Lawfare doesn't work without collusion of what Vladimir Lenin called "the useful idiots of the West". In Lenin's day, those were Western "intellectuals" who willingly, even eagerly, engaged in anti-Western propaganda, espionage and sabotage for the Soviet Union, usually without compensation except for their own misguided feelings of moral righteousness. In today's lawfare, the foreign-born jihadis are aided by domestic leftist busybodies, usually in the "human rights" industry.
It's a bizarre combination: secular leftists -- for whom, for example, sexual liberty is their political signature issue -- teaming up with the kind of medieval brutes. Radical Islam would ban abortion, put women in personality-obliterating niqabs, and kill homosexuals -- in other words, they're everything the Left abhors. The radical leftists who inhabit Canada's human rights commissions would never do the bidding of any other religion -- they love to persecute Christians. But when a second-rate imam issues a fatwa, they hop to it, using our tax dollars and government bureaucracies. Just read this crap, filed against me by Pakistani-born imam Syed Soharwardy. If such a semi-literate piece of theocracy were to be filed by any other group, it would be laughed at. In Soharwardy's case, it has been prosecuted for 900 days by 15 Alberta bureaucrats. Soharwardy abandoned his complaint this spring, but his jihadi allies in Edmonton have picked up where he left off with their own complaint.
Here are some excerpts from Kay's article:
...Ayatollah-prescribed fatwas are so pre-9/11. Nowadays, as liberal elites rush prophylactically to ward off charges of tolerating "Islamophobia," the fatwas (in all but name) against damn good books like Mark Steyn's America Alone aren't bruited in mosques; they issue forth from human rights commissioners.
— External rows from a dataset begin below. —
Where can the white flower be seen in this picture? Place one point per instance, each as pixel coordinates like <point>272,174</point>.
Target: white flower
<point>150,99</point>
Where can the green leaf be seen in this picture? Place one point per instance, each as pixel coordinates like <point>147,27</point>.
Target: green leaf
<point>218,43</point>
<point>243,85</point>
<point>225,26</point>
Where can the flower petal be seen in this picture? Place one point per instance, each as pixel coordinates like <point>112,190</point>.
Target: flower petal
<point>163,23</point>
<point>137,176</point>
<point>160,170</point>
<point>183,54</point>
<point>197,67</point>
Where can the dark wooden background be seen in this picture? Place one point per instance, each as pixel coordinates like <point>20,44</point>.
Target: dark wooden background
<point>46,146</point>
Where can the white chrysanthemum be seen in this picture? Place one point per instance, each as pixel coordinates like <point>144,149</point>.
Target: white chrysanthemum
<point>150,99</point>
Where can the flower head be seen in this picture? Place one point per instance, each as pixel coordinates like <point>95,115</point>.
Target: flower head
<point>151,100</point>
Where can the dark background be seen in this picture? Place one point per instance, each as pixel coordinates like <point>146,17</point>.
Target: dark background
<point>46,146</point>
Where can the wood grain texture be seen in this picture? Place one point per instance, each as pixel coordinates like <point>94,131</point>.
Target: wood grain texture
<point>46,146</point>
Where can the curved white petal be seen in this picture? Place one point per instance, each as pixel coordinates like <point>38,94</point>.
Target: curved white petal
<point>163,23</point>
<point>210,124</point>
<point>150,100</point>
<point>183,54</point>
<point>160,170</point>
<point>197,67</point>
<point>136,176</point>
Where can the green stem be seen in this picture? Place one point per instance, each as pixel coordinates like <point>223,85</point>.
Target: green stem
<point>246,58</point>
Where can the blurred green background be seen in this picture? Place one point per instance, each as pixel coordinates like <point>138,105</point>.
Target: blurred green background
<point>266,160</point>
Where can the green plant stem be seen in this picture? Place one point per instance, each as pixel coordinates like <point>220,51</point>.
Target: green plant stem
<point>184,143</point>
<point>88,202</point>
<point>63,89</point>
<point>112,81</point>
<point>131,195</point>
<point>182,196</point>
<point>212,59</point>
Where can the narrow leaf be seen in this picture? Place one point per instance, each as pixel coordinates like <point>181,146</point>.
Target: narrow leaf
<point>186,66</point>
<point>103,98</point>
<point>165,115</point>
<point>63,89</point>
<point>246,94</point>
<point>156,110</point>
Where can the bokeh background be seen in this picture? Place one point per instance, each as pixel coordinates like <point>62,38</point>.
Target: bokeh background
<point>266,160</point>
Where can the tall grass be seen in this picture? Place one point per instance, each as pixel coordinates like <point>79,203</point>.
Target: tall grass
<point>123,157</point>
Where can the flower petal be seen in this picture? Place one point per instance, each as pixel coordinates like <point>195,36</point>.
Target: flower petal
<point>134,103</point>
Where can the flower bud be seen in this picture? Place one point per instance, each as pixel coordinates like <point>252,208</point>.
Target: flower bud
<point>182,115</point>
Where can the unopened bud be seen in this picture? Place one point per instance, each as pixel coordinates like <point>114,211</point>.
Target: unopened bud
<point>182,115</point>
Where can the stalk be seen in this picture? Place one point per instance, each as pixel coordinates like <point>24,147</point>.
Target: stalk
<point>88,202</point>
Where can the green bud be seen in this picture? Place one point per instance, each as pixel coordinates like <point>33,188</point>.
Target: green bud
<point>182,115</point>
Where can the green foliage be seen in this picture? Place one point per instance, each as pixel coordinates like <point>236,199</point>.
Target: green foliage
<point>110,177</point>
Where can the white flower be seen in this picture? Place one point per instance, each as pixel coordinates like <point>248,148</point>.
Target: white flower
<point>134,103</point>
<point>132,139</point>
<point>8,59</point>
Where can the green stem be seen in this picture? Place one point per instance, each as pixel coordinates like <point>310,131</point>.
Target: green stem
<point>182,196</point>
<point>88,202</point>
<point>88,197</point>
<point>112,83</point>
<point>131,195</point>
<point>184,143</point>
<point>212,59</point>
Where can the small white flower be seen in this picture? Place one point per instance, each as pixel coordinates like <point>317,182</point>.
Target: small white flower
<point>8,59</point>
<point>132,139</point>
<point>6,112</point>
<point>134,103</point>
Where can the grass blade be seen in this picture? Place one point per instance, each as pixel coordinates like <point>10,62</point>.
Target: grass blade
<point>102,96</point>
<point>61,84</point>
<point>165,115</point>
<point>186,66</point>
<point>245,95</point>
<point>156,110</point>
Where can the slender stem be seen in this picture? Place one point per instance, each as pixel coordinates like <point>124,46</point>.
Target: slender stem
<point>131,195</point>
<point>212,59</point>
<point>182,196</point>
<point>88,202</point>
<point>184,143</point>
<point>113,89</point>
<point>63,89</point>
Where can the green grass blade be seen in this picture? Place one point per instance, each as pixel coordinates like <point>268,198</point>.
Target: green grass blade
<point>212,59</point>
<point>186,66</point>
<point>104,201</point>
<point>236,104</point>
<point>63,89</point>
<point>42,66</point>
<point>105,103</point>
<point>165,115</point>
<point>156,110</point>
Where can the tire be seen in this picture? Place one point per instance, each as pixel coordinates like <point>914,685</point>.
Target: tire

An unintended but all-too-predictable danger inherent in the prosecution of Ezra Levant and Mark Steyn (the latter via Maclean's magazine) was the encouraging message it would send to more fevered imaginations. As reported on his blog on Monday morning, Ezra Levant has received an anonymous e-mail death threat: "Ezra, you will be killed by my hands."
Although this is doubtless a hollow menace (real killers rarely serve notice), the sender's wish to sow fear in Levant, and by extension all journalists, is merely a cruder version of the impulse behind the human rights complaints.
...The soft jihad is gradualistic and law-abiding, but no less desirous of Islamic domination of the West than its violent counterpart. Soft jihad strategy exploits liberal discourse and weaknesses in our legal system to induce guilt about a largely mythical "Islamophobia."
The list of complaint-triggering speech offences is long in all Western countries, and ranges from the trivial to the politically existential: A decoration on a lid of ice cream distributed by Burger King offends because it resembles Allah in Arabic script; Fox Entertainment's drama 24 portrays South Americans, Bosnians, Germans and Muslims as terrorists, but only Muslims complain; a Turkish lawyer sues an Italian soccer team because the red cross on their jerseys reminds him of the Crusades.
...One way or another we must stop the fatwa industry in its tracks. Begin with removal of speech-regulation from the HRCs' legal mandate. Build on that with legislation that imposes costs and damages on litigious third parties who seek to chill journalists.
Canada should also pass legislation imitative of the U. S. Strategic Lawsuit Against Public Participation (SLAPP) law, presently active in 24 U. S. states, which disallows harassment of those writing on matters of "public concern," as well as the Libel Terrorism Protection Act, a New York state initiative that will combat libel tourism.
The HRC crisis is not a tempest in a teapot. Stanley Kurtz, senior fellow at the Washington-based Ethics and Public Policy Center, says: "I don't think it's too strong to say that the [HRC] complaint against Mark Steyn is a totalitarian document."
It is therefore no exaggeration to say that Levant and Steyn are fighting for the defining ideal of Western civilization which, once lost, would spell the beginning of the end of all our other freedoms.